Rome and Berlin are siding with the European automotive industry in calling for the EU to relax CO2 emissions standards for cars as the bloc aims to end the sale of new petrol and diesel models by 2035.

Italy and Germany are mustering support from other EU members for a call to relax EU targets for reducing car CO2 emissions and reconsider a 2035 ban on the sale of petrol and diesel models, Italian Industry Minister Adolfo Urso said in Brussels Wednesday evening.
It was now “certain” that the ban – actually a zero limit on tailpipe emissions – would not be achieved, and the two countries plan to propose at an EU Council summit Thursday that a review clause in the legislation be brought forward from the end of 2026 to early 2025, Urso said.
Echoing recent warnings from manufacturers, Urso said Europe’s car industry had “collapsed” and predicted “tens of thousands” of redundancies in the sector unless the EU changed course.
The EU had two choices, the Italian minister said: firstly, to keep the target and create the conditions to allow the car industry to achieve it – an approach favoured by German economy minister Robert Habeck. “Or if we fail to do all this we just have to…postpone the objectives,” he said.
Urso’s statements came three months after Prime Minister Giorgia Meloni dismissed the 2035 ban as “ideological madness,” and just days after an appeal from the European Automobile Manufacturers’ Association (ACEA), which reacted to a dip in e-car sales last week by going public with a call to postpone the application of more stringent emissions limits.

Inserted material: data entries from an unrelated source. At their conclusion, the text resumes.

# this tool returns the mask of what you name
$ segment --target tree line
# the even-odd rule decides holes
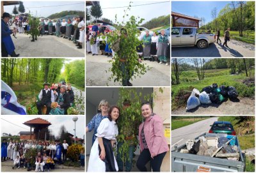
[[[246,77],[252,77],[255,62],[252,58],[173,58],[172,66],[172,84],[178,85],[180,75],[189,70],[195,70],[199,80],[204,79],[207,70],[216,69],[230,68],[231,74],[244,71]]]
[[[13,82],[19,85],[58,79],[65,59],[3,58],[1,59],[2,80],[9,86]]]
[[[170,26],[170,15],[163,15],[151,19],[150,20],[141,25],[141,26],[150,29],[164,26],[167,26],[167,25]]]
[[[70,10],[70,11],[63,11],[60,13],[56,13],[54,14],[52,14],[49,16],[47,17],[49,19],[58,19],[61,18],[63,17],[65,17],[66,15],[77,15],[77,16],[81,16],[84,17],[84,11],[77,11],[77,10]]]
[[[217,13],[214,7],[211,12],[212,21],[205,24],[205,19],[201,18],[202,29],[218,29],[225,31],[230,27],[232,31],[238,31],[243,36],[246,30],[255,31],[255,1],[232,1]]]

The influential Brussels-based group – whose members include BMW, Ford, Renault, Volkswagen and Volvo – warned on 19 August that new car registrations fell below 644,000 in August, a more than 18% drop compared to the same month in 2023. Sales of electric cars saw the largest proportional drop, with market share falling by almost a third from the 21% recorded last year.
“We are missing crucial conditions to reach the necessary boost in production and adoption of zero-emission vehicles: charging and hydrogen refilling infrastructure, as well as a competitive manufacturing environment, affordable green energy, purchase and tax incentives, and a secure supply of raw materials, hydrogen and batteries,” ACEA’s board of directors said.

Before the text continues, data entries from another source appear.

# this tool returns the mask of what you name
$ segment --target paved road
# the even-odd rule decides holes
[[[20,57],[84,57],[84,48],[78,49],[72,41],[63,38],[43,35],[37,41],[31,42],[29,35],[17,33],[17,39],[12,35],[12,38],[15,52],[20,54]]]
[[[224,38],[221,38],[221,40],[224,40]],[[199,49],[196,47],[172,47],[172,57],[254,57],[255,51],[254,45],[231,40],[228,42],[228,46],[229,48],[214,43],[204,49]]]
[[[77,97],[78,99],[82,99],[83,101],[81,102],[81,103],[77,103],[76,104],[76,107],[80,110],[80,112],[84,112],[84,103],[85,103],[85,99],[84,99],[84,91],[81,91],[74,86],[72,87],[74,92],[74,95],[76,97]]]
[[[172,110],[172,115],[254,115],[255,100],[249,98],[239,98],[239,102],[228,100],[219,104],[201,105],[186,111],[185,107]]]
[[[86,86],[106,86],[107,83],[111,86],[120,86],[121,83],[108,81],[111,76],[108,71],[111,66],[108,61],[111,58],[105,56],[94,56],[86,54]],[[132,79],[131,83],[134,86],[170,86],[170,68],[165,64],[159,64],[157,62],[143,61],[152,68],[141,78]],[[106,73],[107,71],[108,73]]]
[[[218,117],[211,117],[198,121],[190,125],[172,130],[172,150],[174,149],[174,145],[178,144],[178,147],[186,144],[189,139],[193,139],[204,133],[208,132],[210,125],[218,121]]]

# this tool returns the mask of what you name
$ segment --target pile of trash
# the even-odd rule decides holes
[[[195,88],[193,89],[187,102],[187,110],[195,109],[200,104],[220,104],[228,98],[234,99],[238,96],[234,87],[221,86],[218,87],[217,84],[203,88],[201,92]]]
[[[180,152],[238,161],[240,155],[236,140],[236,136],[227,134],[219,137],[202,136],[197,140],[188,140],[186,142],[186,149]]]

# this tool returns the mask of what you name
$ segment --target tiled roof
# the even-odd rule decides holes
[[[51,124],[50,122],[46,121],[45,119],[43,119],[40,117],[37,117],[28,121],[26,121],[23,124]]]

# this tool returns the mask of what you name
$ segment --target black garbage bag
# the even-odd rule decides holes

Currently carmakers must ensure that the emissions of all the cars they sell in a given year average no more than 115.1 grammes per kilometre, and the limit is set to tighten to 93.6g next year – a figure that will be harder to achieve as electric vehicle sales fall in a market increasing dominated by larger SUV models.

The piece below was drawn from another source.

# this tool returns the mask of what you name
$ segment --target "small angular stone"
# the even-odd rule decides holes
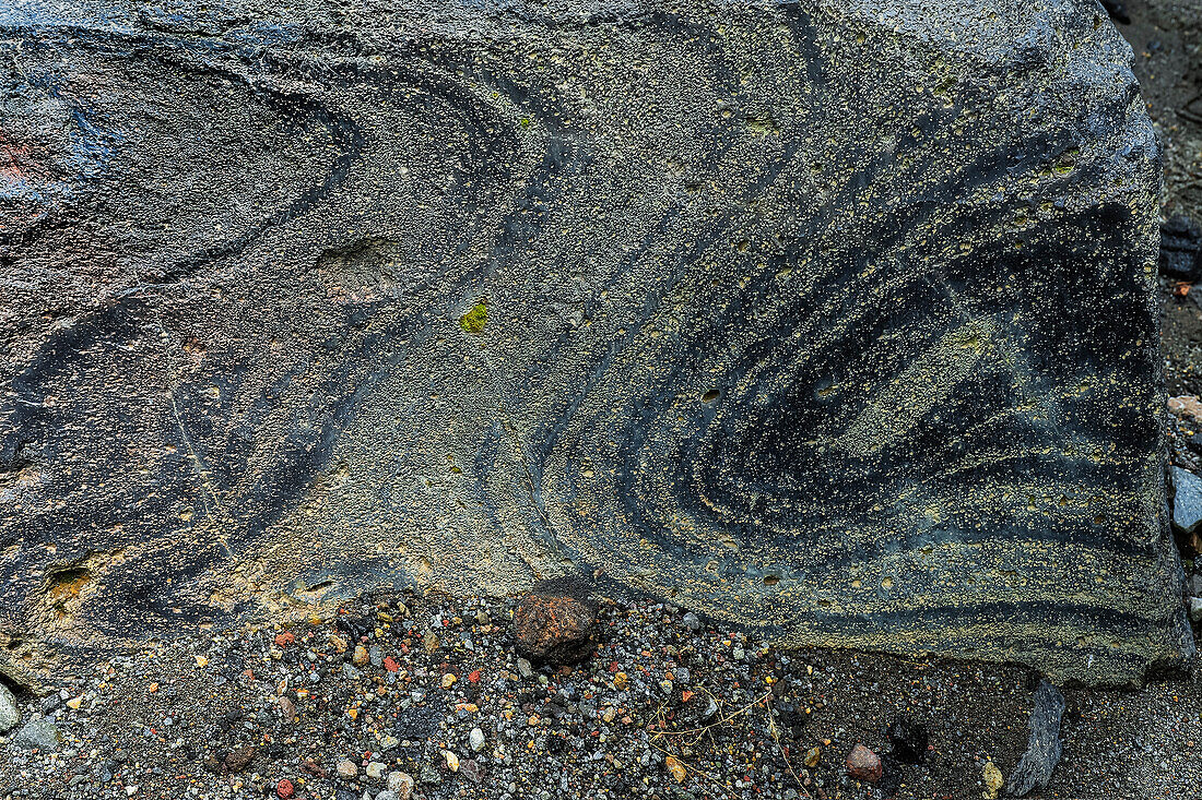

Facing what it called the “daunting prospect of … multi-billion-euro fines” next year, ACEA urged the EU to implement “urgent relief measures”. But the European Commission appears to believe the blame for its predicament lies at least partly with the industry itself.
“There’s still 15 months of car sales ahead and the industry has time…to meet their targets,” a Commission spokesperson told reporters on Tuesday. “It is also worth recalling the target for 2025 was agreed in 2019 and…we have designed these policies in a way that the industry has time to adapt.”
Further emissions reduction deadlines adopted last year mean that only cars and vans emitting no CO2 at all can be sold in the EU as of 2035 – a de facto ban on petrol and diesel models.
However, in a last-minute tweak forced by Germany, a clause was inserted calling for a review in 2026 on potentially allowing the continued registration of cars intended to be run on synthetic ‘low-carbon’ fuels – which would amount to a reprieve for the internal combustion engine.
The automotive lobby also wants this review, and a similar one for heavy goods vehicles due a year later, to be brought forward to 2025. Industrial sectors, from generators to battery manufacturers that stand to gain from accelerated electrification of Europe’s energy system are lobbying hard for the EU to stick to its current targets.